En Suisse, comme chez nous, le constat est le même, l’inclusion à tout prix ne fonctionne plus, si elle a déjà fonctionné un jour.

Dagmar Rösler, qui préside le syndicat des enseignants alémaniques, estime ainsi que la mise en œuvre de l’école inclusive repose trop, et depuis trop longtemps, sur des mesures d’urgence, avec appel à des gens non formés.

L’école inclusive a atteint sa limite, estime donc la présidente du syndicat des enseignants alémaniques (LCH) Dagmar Rösler ce dimanche dans une interview dans la parution dominicale du journal helvétique de Zurich BLICK. “Nous ressentons la limite contre laquelle nous avons toujours mis en garde […]. Cela ne peut pas continuer ainsi”.

Les ressources nécessaires font défaut, déclare Dagmar Rösler dans un entretien diffusé dimanche par la SonntagsBlick. “Avec les besoins et les exigences les plus divers que l’on trouve aujourd’hui dans une classe, il devrait en fait y avoir deux spécialistes dans une salle de classe en permanence.

Selon elle, la situation actuelle découle des manquements du passé. “Par exemple, nous avons trop peu de pédagogues curatifs depuis 20 ans et moins de la moitié des personnes travaillant dans le domaine de la pédagogie curative sont formées en conséquence“, indique-t-elle. “On a manqué l’occasion de faciliter très tôt la formation continue des personnes intéressées.
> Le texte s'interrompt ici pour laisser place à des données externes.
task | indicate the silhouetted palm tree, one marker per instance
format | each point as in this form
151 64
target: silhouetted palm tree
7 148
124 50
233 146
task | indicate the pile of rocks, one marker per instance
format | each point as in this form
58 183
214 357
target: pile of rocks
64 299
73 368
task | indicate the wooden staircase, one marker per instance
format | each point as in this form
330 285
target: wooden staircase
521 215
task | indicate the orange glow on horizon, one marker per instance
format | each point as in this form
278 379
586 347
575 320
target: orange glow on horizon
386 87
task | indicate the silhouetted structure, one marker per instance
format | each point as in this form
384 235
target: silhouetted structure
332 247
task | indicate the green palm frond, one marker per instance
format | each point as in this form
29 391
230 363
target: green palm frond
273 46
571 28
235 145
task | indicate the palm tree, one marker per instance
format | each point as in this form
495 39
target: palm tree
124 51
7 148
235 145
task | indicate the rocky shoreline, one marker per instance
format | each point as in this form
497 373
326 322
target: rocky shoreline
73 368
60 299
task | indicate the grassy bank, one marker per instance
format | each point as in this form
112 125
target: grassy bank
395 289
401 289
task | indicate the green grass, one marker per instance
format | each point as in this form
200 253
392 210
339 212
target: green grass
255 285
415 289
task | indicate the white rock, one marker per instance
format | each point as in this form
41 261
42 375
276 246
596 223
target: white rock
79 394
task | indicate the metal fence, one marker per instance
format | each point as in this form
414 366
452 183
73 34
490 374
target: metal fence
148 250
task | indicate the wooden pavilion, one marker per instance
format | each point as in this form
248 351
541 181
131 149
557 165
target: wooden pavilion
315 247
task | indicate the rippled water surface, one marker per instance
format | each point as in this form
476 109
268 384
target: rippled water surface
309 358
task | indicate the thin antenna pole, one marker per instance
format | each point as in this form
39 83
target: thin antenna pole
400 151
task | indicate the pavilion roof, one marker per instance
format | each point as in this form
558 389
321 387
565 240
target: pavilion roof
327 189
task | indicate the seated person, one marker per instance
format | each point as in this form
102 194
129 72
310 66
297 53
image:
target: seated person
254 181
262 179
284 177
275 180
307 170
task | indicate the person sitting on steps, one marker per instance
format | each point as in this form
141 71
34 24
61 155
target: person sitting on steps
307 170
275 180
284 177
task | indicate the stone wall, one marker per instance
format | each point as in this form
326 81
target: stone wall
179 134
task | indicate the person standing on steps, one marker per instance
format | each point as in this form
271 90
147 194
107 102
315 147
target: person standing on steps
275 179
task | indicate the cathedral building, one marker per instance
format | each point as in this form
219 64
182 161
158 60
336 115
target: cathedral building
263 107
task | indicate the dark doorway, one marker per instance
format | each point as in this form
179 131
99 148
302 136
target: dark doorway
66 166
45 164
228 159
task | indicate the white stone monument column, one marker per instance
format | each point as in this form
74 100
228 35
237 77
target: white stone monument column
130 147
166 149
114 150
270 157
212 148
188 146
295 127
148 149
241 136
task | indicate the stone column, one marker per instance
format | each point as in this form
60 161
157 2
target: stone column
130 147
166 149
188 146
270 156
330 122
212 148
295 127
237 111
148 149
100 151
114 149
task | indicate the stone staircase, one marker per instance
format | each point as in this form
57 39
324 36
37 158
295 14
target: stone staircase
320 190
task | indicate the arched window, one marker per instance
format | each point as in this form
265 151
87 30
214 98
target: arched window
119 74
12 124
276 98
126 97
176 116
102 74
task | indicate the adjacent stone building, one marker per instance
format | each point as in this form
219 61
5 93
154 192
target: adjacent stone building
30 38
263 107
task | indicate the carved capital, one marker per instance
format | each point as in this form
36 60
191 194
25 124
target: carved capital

Cela se paie aujourd’hui.

Dans certaines écoles, poursuit Dagmar Rösler, des assistants scolaires non qualifiés sont chargés de l’encadrement des enfants présentant des troubles du comportement en raison du manque de spécialistes.

Toujours favorable au concept (comme nous)

Mais tant que les cours ont lieu, on dit toujours que cela va. Cela ne passe pas sans laisser de trace à l’école“, relève la présidente du syndicat. “Je suis sûre que, tôt ou tard, les effets négatifs des solutions d’urgence seront visibles, dans la pédagogie spécialisée, dans les salles de classe et dans la réussite des élèves.

Dagmar Rösler tient cependant à l’école inclusive. Le concept qui existe depuis 20 ans produit de nombreux défis, mais “nous sommes toujours favorables à ce que le plus grand nombre possible d’élèves soient scolarisés dans une classe ordinaire, car il est prouvé qu’ils peuvent tirer un grand profit du contact avec les autres“.

Son interview en intégralité de ce dimanche

Dagmar Rösler, aimez-vous votre travail d’enseignante ?
Je fais ce métier depuis plus de 30 ans maintenant, et j’aime toujours autant ça. Travailler avec des enfants est très enrichissant.

La plupart des enseignants sont d’accord là-dessus: ils aiment travailler avec les enfants. Pourtant, beaucoup quittent la profession.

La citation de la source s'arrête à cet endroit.